Zur Vorbereitung war zunächst eine Befragung von Eltern und Kindern – auch der künftigen Schüler(innen)- vorgesehen, darüber hinaus eine Erfassung der Schulstandorte sowie der Wohnstätten. Daraus wurden mögliche Routen mit „Abfahrzeiten“ und „Haltestellen“ entworfen. Ergänzend erfolgte eine Umfeld- und Unfallanalyse und eine Aufforderung an die befragten, „Schwachstellen“ auf den Schulwegen zu benennen.

In Hattingen wird u.a. für Mitteilungen an die Eltern jedem Kind eine Postmappe mitgegeben, in welche auch die Fragebögen in Papierform eingelegt wurden.

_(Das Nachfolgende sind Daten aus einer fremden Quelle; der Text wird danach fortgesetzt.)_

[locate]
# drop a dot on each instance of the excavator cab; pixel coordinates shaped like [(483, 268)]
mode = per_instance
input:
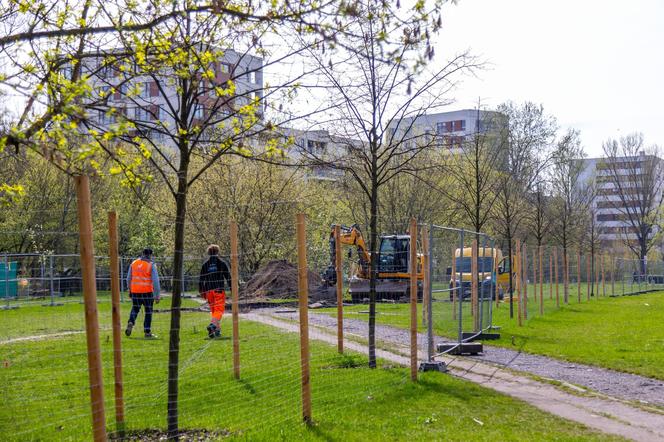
[(394, 254)]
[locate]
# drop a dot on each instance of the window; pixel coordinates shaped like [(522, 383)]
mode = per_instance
[(145, 90), (199, 111), (106, 71), (142, 114), (459, 125), (66, 72), (104, 91), (103, 118)]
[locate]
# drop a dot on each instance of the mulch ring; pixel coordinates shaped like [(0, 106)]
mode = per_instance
[(151, 435)]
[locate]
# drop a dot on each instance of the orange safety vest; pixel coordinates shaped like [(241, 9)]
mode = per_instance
[(141, 277)]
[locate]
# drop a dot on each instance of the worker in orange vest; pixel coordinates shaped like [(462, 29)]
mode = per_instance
[(143, 283), (213, 276)]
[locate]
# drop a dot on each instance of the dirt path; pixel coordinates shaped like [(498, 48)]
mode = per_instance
[(630, 387), (41, 337), (601, 413)]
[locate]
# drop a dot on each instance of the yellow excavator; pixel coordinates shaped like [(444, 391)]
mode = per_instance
[(393, 276)]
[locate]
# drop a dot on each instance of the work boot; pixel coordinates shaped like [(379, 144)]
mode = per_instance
[(212, 330)]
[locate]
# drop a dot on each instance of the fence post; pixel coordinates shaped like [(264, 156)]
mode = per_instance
[(550, 272), (235, 293), (525, 281), (587, 277), (116, 321), (535, 275), (518, 282), (121, 280), (613, 276), (50, 277), (303, 292), (541, 282), (473, 284), (454, 291), (340, 297), (496, 288), (566, 269), (7, 266), (413, 299), (603, 276), (461, 289), (555, 267), (425, 270), (578, 275), (90, 299)]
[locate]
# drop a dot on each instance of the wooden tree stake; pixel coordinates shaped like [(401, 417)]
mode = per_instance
[(454, 294), (413, 298), (555, 267), (474, 275), (116, 320), (518, 283), (426, 284), (525, 282), (340, 284), (235, 292), (303, 292), (541, 282), (90, 301)]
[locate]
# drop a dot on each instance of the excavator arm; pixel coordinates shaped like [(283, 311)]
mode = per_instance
[(351, 236)]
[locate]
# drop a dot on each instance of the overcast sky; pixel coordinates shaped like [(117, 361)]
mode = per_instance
[(596, 65)]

Bei 2.473 befragten Schüler / Eltern-Haushalten ergab sich eine Rücklaufquote von 38%, wobei etwa die Hälfte der antwortenden auch „Schwachstellen“ benannte.

Hattingen eignete sich hier besonders als Untersuchungsgebiet, weil hier auf kleiner Fläche alle Formen von Siedlungstypen und sozialen Strukturen vorkommen, die sich in den 9 Grundschulen widerspiegeln.

Neben der Organisation von „Walking Bus“ mit Ansprache der Eltern und Kinder war die Schaffung von sicheren Schulwegen in Zusammenarbeit mit der Stadt das zweite Ziel des Projekts.

In der Gruppe der zukünftigen Schüler(innen) gab es einen Rücklauf von 27%, aber ein hohes Interesse  der Eltern (80%), Schulwege zu Fuß zu fördern. 57% wollten „Walking Bus“ nutzen, 47% auch als Begleitung zur Verfügung stehen. Gründe für eine Ablehnung waren u.a. zu lange (ab 1,5 Km) aber auch zu kurze Schulwege.  Jahreszeitliche Unterschiede gab es für das Zu-Fuß-gehen kaum, das Fahrrad sollte dagegen im Winter (Glättegefahr)doch eher durch andere Verkehrsmittel ersetzt werden. Von Seiten der Stadt und der Schulen wird die Nutzung des Fahrrades vor der Fahrradprüfung (4.Schuljahr) nicht gerne gesehen, bis dahin sollte eher mit Rollern gefahren werden.

Neben der Fragebogenaktion wurde das Projekt zusätzlich noch bei den Elternabenden an den Schulen vorgestellt. Bei der Information wurde weniger der ökologische Nutzen ersparter Autofahrten, als vielmehr die zahlreichen praktischen Vorteile, vor allem aber die Entwicklung der Kinder in den Vordergrund gestellt. Kinder, die nicht von ihren Eltern, sondern von einer fremden Person begleitet werden, nehmen die Umgebung und das Verkehrsgeschehen besser wahr. Sie können sich besser orientieren und damit Verkehrssituationen richtig einschätzen.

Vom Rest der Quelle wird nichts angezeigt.